Please just provide a short, medium or long story

  • @dan@upvote.au
    link
    fedilink
    12
    edit-2
    2 months ago

    I took down the home page of one of the top 5 websites for around 5 minutes.

    There were two existing functions that were written by a different team: An encode method that took a name of something (only used internally, never shown to the user) and returned a numeric identifier for it, and a decode method that did the opposite.

    Some existing code already used encode, but I had to use decode in my new code. Added the code, rolled it out to 80% of employees, and it seemed to work fine. Next day, I rolled it out to 5% public and it still seemed okay.

    Once I rolled it out to everyone, it all broke.

    Turns out that while the encode function used a static map built at build-time (and was thus just an O(1) lookup at runtime), decode connected to a database that was only ever designed for internal use. The DB only had ten replicas, which was nowhere near enough to handle hundreds of thousands of concurrent users.

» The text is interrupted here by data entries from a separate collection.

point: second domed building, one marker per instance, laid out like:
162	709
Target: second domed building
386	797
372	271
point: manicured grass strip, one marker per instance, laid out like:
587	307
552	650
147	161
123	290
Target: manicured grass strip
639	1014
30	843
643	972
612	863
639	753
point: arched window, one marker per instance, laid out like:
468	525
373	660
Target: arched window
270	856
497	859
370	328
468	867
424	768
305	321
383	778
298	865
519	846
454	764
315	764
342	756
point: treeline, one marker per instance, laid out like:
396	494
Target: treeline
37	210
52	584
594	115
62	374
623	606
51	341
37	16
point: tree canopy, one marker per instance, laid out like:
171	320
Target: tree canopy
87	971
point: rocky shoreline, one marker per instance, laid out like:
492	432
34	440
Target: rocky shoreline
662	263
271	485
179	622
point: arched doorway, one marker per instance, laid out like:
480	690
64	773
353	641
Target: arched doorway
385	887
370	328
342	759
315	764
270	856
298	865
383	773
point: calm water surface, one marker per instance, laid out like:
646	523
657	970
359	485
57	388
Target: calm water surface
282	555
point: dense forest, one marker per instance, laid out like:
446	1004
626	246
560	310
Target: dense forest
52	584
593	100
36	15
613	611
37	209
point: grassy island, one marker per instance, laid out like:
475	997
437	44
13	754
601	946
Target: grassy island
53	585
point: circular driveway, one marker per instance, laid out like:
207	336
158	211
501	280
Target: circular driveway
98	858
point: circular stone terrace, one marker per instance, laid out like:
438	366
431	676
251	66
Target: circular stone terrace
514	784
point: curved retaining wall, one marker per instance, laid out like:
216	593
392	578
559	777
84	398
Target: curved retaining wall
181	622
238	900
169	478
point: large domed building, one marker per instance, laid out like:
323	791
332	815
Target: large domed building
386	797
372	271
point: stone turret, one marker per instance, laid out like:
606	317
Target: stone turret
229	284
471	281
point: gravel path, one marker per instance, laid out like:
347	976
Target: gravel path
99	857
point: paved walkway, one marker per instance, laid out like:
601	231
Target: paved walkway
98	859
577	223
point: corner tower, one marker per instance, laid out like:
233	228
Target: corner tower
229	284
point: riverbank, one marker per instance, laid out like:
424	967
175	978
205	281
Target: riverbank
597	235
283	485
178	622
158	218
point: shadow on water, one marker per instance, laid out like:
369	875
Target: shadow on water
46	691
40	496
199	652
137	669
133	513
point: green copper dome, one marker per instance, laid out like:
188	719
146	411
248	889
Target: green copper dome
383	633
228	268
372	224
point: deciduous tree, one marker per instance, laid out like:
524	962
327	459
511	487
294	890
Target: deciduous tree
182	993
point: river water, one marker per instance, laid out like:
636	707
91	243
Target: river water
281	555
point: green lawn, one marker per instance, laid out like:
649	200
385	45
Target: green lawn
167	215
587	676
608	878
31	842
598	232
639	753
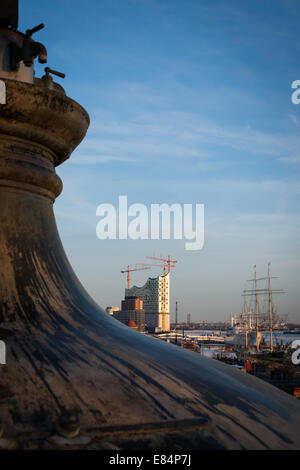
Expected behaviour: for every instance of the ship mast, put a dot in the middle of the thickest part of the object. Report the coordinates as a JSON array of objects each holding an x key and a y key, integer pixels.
[{"x": 270, "y": 308}]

    Luckily, it’s commonplace to use feature flags changes, which is how I could roll it out just to employees initially. The devops team were able to find stack traces of the error from the prod logs, find my code, find the commit that added it, find the name of the killswitch, and disable my code, before I even noticed that there was a problem. No code rollback needed.

    That was probably 7 years ago now. Thankfully I haven’t made any mistakes as large as that one again!

    Always use feature flags for major changes, especially if they’re risky!